Thema: Emotionen

 

Es bleibt, was war

Von einen auf den anderen Tag hast du mich verlassen. Das werde ich dir nie verzeihen. Grade, als sich zwischen uns wieder alles eingerenkt hatte, lässt du mich einfach so im Stich. Damit habe ich nicht gerechnet. Viele Menschen sind älter und kränker. Wer konnte ahnen, dass es bei dir so schnell geht?

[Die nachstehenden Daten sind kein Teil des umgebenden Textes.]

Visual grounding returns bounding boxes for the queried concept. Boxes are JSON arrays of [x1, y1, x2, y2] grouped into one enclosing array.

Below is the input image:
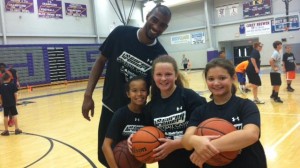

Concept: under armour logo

Die ersten Tage erlebe ich wie im Trance. Die Gedanken und Erinnerungen in meinem Kopf kann ich niemanden mitteilen. Keiner würde das Chaos verstehen. Nicht einmal ich kann es ganz begreifen. Alle reden sie mit mir, als wäre ich verrückt. Aber das ist mir egal. Für mich sind sie weit entfernt, ein kaum hörbares Störgeräusch hinter einem dichten Schleier. Irgendetwas in mir ist zerbrochen und du bist nicht da, um es zu reparieren. So wie früher, als ich dich nur anzurufen brauchte und du so schnell wie möglich aufgetaucht bist, ohne dass ich darum bitten musste.

In Schockstarre versunken lasse ich die Vorbereitungen zur Beerdigung über mich ergehen. Vieles muss entschieden werden. Lauter Mist, über den wir nie gesprochen haben und wo keiner so recht weiß, was das Richtige ist. Mein Kopf ist mit Watte gefüllt und ich bin total nutzlos. Langsam verlieren die anderen die Geduld mit mir, aber das schert mich nicht. Nichts schert mich mehr wirklich.

Ich fliege auf Autopilot durch die Gegend und was nicht automatisch funktioniert steht still. Doch die Welt dreht sich weiter. Sie achtet nicht auf einen kleinen Käfer, der mühsam über die Oberfläche krabbelt und plötzlich seinen Halt verliert. Die Leute gehen ihrem Alltag nach. Manche zwar trauriger als zuvor, aber mit derselben Routine. Merken sie denn nicht, dass jemand fehlt? Und wieso kann ich nicht auch einfach weitermachen?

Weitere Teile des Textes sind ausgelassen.